Sustainable Energy Resources for Consumers
As a DOE Sustainable Energy Resources for Consumers (SERC) grantee, Duane Yoder, with the Oakland, Maryland-based Garrett County Community Action Committee, plans to install wind, solar and geothermal upgrades on weatherized homes and provide training to low and very low income families to help them identify costs for operating their renewable energy systems. Duane wants to build the capacity of local contractors to install and maintain residential renewable energy systems, and test the appropriateness of different systems relevant to local types of housing. Duane plans to use the data and experience gained from the SERC program to support county renewable energy objectives, and to test market renewable systems in Central Appalachia.
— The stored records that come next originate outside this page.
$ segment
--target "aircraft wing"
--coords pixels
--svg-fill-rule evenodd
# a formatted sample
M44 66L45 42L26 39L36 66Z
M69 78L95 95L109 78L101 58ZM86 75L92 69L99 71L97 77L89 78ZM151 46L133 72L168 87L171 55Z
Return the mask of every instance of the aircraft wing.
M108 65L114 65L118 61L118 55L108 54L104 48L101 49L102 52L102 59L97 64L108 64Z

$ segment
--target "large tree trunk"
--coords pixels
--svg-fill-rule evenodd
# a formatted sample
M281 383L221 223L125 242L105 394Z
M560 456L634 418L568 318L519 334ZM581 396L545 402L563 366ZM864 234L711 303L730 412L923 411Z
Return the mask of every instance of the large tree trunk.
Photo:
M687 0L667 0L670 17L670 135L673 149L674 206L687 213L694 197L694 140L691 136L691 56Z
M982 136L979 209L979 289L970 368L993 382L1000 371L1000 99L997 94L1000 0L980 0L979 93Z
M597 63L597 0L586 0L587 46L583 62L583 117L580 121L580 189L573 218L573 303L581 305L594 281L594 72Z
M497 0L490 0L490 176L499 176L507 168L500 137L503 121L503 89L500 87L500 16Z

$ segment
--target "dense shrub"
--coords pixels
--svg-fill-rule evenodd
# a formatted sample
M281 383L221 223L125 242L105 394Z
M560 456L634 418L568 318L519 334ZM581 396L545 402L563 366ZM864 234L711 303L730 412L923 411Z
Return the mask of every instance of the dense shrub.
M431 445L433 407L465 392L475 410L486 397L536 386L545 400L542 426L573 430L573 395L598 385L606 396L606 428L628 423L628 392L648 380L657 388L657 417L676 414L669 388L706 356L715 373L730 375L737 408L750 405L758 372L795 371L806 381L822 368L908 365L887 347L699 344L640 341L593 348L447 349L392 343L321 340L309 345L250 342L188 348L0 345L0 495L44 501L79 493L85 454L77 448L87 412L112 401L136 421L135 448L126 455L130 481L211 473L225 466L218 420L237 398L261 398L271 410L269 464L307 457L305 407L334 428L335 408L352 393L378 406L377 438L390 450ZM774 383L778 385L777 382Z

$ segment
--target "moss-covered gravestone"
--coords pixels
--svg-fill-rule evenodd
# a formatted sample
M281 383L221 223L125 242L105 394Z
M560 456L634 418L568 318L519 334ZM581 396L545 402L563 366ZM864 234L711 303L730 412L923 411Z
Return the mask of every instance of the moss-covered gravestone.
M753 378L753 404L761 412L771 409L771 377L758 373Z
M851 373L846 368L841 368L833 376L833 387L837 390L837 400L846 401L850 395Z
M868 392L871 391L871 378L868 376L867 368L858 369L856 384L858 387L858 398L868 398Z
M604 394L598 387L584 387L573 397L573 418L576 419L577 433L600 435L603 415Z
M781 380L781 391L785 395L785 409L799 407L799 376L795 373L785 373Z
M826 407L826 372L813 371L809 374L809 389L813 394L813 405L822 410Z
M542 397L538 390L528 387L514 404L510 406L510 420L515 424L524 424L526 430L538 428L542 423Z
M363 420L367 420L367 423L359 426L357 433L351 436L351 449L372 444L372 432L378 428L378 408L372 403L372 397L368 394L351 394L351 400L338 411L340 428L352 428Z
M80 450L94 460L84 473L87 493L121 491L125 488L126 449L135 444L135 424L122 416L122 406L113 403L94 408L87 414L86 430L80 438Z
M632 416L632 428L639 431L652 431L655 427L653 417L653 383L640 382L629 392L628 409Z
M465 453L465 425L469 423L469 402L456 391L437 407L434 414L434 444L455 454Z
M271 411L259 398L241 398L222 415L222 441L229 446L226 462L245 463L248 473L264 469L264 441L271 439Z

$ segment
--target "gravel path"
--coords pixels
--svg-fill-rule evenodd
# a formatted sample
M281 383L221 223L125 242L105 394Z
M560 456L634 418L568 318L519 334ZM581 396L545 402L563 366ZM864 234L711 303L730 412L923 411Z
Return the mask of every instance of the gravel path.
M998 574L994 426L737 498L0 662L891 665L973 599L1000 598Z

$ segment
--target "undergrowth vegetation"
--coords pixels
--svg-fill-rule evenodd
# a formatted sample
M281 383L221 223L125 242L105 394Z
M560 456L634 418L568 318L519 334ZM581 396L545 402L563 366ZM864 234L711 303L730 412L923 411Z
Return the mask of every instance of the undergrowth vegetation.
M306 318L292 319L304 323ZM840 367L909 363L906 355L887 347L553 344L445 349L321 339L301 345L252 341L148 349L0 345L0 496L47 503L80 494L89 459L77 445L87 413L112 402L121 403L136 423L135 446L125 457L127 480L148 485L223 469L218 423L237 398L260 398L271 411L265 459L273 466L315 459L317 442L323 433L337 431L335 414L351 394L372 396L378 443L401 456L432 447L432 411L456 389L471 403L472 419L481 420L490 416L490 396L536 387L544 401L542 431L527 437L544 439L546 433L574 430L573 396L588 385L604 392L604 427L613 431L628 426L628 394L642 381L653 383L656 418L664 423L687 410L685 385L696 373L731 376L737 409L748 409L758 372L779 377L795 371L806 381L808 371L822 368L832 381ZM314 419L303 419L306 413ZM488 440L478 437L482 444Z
But what happens after SERC? Duane is working with county economic development planners on how to grow energy businesses, learning how to package financing products (loans, tax/carbon credits, grants), and collaborating on a community college workforce development curriculum. Duane's goal is to make GCCAC a rural energy leader, using natural gas drilling taxes to support renewable energy education. "We want the natural gas fund to finance 100% of homes eligible for weatherization," said Duane. Duane sees the SERC program as part of the county's asset development strategy, and he also plans to leverage SERC into renewable energy businesses that will support GCCAC's own properties.
In the post-ARRA world, CAP/CAC's are developing pioneering partnerships with utilities, local governments, nonprofits and educational institutions. They're using loan loss reserve funds from energy efficient community block grants and driving residential retrofit demand through social marketing of energy efficiency. These partnerships involve tackling multiple regulatory, social and financial barriers, but as Edward Jennings, Jr., Southeast Regional Administrator for HUD stated, "It won't get done if you don't do it. It has never been more important. President Obama is only asking for your all."